= Tarmoola Station =

Pastoral lease in Western Australia

Tarmoola or Tarmoola Station is a pastoral lease that operates as a cattle station located about 25 km north west of Leonora and 100 km south of Leinster in the Goldfields–Esperance region of Western Australia. The western boundary of Tarmoola adjoins Sturt Meadows Station.

The property was established on land that was previously owned by the Leonora Pastoral Company but had remained largely undeveloped. Reuben McBride inspected the area and took up a lease over approximately 500000 acre in 1923. Together with W. G. Hawkes, McBride formed the Tarmoola Pastoral Company in 1924 and embarked on an improvement program. Shortly afterwards some 240000 acre was fenced and several bores had been sunk.

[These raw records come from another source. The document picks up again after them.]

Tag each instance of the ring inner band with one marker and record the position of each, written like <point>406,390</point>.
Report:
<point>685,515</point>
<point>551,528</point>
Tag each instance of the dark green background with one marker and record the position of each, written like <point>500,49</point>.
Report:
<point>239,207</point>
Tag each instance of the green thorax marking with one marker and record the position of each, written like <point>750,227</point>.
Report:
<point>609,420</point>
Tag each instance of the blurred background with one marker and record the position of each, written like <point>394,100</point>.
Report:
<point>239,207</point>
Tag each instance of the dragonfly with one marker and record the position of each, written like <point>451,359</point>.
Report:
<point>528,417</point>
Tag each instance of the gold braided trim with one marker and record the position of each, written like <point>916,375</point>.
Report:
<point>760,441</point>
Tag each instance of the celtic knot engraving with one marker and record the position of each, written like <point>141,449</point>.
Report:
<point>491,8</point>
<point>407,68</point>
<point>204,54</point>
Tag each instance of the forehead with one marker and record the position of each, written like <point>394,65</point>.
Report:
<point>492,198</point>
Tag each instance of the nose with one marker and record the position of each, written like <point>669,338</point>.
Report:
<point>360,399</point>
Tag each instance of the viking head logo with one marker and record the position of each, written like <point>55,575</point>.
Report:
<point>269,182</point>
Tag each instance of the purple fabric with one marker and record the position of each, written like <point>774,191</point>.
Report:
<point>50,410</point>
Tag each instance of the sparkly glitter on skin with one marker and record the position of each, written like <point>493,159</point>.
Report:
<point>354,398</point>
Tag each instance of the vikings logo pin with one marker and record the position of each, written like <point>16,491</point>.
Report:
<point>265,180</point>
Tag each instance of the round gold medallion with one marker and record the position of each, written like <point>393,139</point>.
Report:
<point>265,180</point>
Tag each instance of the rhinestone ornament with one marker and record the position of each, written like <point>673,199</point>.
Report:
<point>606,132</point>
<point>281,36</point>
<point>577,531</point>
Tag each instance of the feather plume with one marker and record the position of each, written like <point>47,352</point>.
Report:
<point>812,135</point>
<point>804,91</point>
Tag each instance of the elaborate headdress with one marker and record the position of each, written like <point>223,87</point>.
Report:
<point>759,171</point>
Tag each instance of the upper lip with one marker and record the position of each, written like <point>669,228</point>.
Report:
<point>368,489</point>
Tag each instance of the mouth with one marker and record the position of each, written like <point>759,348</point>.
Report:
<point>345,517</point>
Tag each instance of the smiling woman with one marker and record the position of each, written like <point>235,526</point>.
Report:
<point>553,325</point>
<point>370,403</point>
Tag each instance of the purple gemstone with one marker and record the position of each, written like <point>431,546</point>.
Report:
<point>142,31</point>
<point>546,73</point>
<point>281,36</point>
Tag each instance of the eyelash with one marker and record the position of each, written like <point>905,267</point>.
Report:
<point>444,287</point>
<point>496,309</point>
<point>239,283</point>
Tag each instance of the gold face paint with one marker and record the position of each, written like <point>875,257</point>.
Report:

The property encompassed an area of approximately 600000 acre in 1925. The area had just come out of drought conditions and was being stocked with sheep. A consignment of 3,300, worth £10,000 was delivered from South Australia.

The area suffered a four-year drought that ended in 1947 with Tarmoola recording 1 in of rain in a single day.

In 1950 the property was acquired by J. G. Money, who also owned Weebo and Willara stations along with large dairy properties. McBride remained on Tarmoola as manager but retired and left the area later the same year.

In 2014 the owner of the property was the Saint Barbara mining company. The property was destocked in 2014 and was suffering from an infestation of coral cactus. The cactus had spread from a few plants that were discarded at the tip to a core area of 3 ha with isolated clumps spread over an area of 66 km2.